Mann also said congressional action is needed to supplement executive action, predicting a Senate through which only focused, bipartisan climate bills will pass. While the Green New Deal — a Democratic-proposed policy package aimed at addressing climate change and socioeconomic wealth disparities — may not be on the debate table, he said, Biden will aim to reach across the aisle and craft moderate, targeted legislation.
During the Democratic primaries, the Sunrise Movement — a youth-led grassroots organization and political group — heavily criticized Biden’s climate plan, giving it an “F” rating and saying it “lack(ed) many policy specifics.”
After Bernie Sanders dropped out of the race, however, the movement collaborated with Biden’s campaign to draft one of the most ambitious climate plans ever put forward by a presidential candidate, according to numerous climate change experts. He pledged to invest $2 trillion in clean energy and reach net-zero carbon emissions by 2035.
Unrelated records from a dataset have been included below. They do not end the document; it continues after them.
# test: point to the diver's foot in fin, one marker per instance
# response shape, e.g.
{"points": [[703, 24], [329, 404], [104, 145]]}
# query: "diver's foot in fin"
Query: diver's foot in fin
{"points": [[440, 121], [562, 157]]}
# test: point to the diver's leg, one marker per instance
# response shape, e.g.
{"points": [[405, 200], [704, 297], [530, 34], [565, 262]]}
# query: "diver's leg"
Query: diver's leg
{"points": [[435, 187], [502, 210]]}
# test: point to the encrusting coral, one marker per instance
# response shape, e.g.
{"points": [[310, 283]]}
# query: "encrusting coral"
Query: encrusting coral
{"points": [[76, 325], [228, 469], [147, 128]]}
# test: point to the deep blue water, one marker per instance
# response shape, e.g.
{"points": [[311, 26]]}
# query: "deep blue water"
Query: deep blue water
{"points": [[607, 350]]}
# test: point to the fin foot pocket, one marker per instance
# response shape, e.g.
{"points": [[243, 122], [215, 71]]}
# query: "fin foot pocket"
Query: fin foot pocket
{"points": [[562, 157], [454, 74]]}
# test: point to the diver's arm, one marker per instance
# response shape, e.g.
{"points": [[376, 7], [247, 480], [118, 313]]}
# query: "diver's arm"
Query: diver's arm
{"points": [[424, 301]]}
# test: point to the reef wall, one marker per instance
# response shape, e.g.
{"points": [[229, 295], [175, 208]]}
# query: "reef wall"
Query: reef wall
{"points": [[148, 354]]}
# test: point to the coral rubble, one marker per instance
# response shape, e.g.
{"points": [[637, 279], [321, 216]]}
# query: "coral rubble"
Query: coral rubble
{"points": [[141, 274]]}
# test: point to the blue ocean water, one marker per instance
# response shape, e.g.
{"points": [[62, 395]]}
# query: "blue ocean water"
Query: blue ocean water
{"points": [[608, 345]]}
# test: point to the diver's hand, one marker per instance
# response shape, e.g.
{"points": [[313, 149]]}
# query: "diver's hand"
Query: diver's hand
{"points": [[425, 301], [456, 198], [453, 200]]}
Siddhi Deshpande, a student at Penn State and the co-founder of Sunrise Movement’s State College chapter, said it was heartening to see the organization’s influence at such a high level. While Sunrise pushes for more progressive policies like the Green New Deal, Deshpande said any increased regulation and accountability of fossil fuel companies is a good thing.
“The hope for Biden comes from the fact that he has shown he’s somewhat willing to listen to us,” Deshpande said.
Shrivastava said that while the first priority of the country should be to recover economically from the pandemic, focusing on programs that both produce jobs and improve carbon performance are necessary to move the country forward.
“With patience and diligence, a lot can be done,” Shrivastava said. “It is not irreversible. I’m very optimistic, and I’m very hopeful that in the next four years, we will see a whole different America.”